By: Adam Aptowitzer
News that Canada will legalize physician assisted death has prompted many publicly funded hospitals with Catholic ties to publicly state that they will not allow the practice in their hospitals. Their position is similar to the one they hold on abortion. The whole discussion is reminiscent of the stance many Catholic (and non-Catholic) organizations took when same-sex marriage was legalized in Canada. From a charity law perspective though these positions raise the concern of whether the hospitals are operating contrary to Canadian public policy.
It is not new law that a charity cannot operate contrary to public policy. Indeed as recently as 2002 the CRA in the Canadian Magen David Adom for Israel case attempted to revoke the charity for (amongst other reasons) operating contrary to public policy. The actual policy is not relevant and in the end the CRA lost, not because it was not right in principle, but because the Court held that the CRA did not have enough evidence to show what Canada’s public policy was in that circumstance. Nevertheless, the idea that operating contrary to Canadian public policy is grounds for revocation was confirmed. Indeed this is one of the reasons Catholic churches insisted that the Income Tax Act be amended to specifically state that a religious organization would not be revoked for failing to refusing to allow same – sex marriage.
This makes the Parliamentary practice of passing otherwise meaningless private members bills of some interest to the charity sector. At times, these bills ask the House of Commons to either approve or condemn some policy or action somewhere in the world. They are usually meaningless because they do not carry the force of law and are just an expression of Canada’s position on an issue.
One recent and public example is Parliaments’ recent approval of a bill which states as follows:
That, given Canada and Israel share a long history of friendship as well as economic and diplomatic relations, the House reject the Boycott, Divestment and Sanctions (BDS) movement, which promotes the demonization and delegitimization of the State of Israel, and call upon the government to condemn any and all attempts by Canadian organizations, groups or individuals to promote the BDS movement, both here at home and abroad.
Unlike most Private Members Bills this statement was passed and approved by Parliament. Arguably an unequivocal parliamentary statement on a policy topic such as this is the purest statement of Canadian public policy. Further, it is not diluted by the necessity of interpreting UN agreements or by contradictory laws which make it difficult for courts to determine public policy.

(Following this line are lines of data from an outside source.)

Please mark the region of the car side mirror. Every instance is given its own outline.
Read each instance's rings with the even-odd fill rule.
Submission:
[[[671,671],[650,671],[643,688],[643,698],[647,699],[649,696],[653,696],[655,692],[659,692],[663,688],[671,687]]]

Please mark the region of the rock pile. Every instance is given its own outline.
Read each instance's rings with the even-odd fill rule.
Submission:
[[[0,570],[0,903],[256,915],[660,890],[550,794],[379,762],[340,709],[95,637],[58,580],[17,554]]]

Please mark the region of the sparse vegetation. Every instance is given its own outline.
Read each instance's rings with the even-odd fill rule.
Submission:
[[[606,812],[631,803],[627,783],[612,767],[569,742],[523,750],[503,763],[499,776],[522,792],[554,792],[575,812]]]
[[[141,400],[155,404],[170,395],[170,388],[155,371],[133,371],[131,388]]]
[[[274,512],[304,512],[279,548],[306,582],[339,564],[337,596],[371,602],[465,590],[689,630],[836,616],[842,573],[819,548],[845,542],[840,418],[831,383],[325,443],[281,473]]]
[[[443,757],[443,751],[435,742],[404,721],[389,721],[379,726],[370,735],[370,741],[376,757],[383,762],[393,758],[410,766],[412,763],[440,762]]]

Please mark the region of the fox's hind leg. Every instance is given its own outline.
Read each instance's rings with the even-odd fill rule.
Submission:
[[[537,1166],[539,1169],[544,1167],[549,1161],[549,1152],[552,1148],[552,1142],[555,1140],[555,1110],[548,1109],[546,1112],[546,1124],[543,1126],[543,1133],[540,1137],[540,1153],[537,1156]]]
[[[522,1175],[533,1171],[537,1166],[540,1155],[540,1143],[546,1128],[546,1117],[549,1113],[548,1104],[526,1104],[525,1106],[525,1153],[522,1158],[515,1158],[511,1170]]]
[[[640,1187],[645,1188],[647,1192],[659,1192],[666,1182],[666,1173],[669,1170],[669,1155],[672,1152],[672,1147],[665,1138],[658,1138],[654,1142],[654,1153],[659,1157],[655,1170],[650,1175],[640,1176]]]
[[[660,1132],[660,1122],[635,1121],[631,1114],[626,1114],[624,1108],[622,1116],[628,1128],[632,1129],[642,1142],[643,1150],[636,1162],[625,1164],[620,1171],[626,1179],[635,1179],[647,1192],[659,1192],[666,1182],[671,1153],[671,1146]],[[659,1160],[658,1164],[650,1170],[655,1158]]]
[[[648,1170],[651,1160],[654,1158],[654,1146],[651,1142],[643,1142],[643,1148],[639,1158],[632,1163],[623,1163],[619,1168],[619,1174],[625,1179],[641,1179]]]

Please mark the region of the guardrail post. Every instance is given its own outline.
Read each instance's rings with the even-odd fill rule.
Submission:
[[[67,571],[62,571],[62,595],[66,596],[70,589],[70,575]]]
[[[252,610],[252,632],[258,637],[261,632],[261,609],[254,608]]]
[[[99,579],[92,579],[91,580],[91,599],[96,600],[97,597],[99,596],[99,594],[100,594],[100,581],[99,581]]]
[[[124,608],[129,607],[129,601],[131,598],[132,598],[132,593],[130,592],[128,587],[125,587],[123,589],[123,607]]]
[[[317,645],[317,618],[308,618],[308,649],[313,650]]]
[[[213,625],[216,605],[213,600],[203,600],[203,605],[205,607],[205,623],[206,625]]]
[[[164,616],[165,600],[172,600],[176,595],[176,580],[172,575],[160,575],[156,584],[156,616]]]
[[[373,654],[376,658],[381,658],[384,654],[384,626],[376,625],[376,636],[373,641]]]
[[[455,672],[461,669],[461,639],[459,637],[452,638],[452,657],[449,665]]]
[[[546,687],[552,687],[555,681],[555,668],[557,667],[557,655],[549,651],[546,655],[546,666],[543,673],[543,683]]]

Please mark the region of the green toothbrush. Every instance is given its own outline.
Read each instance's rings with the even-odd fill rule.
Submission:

For this reason the CRA could take the position that a charity which promotes the BDS movement is operating contrary to public policy. There is no legal allowance for conducting such activities as there is for political advocacy (i.e. the 10% rule). Consequently the CRA could take the position that any charity supporting in anyway the BDS movement is operating contrary to public policy and is liable to revocation.
For most organizations engaged in uncontroversial activities there will be no question about Canadian public policy. Those organizations though that wish to make a political statement but use less than 10% of their resources may be open to attack simply on the position they take. As it stands charities that are operating in controversial areas should pay close attention to any statements which may be construed as contrary to Canadian public policy or simply abandon that position.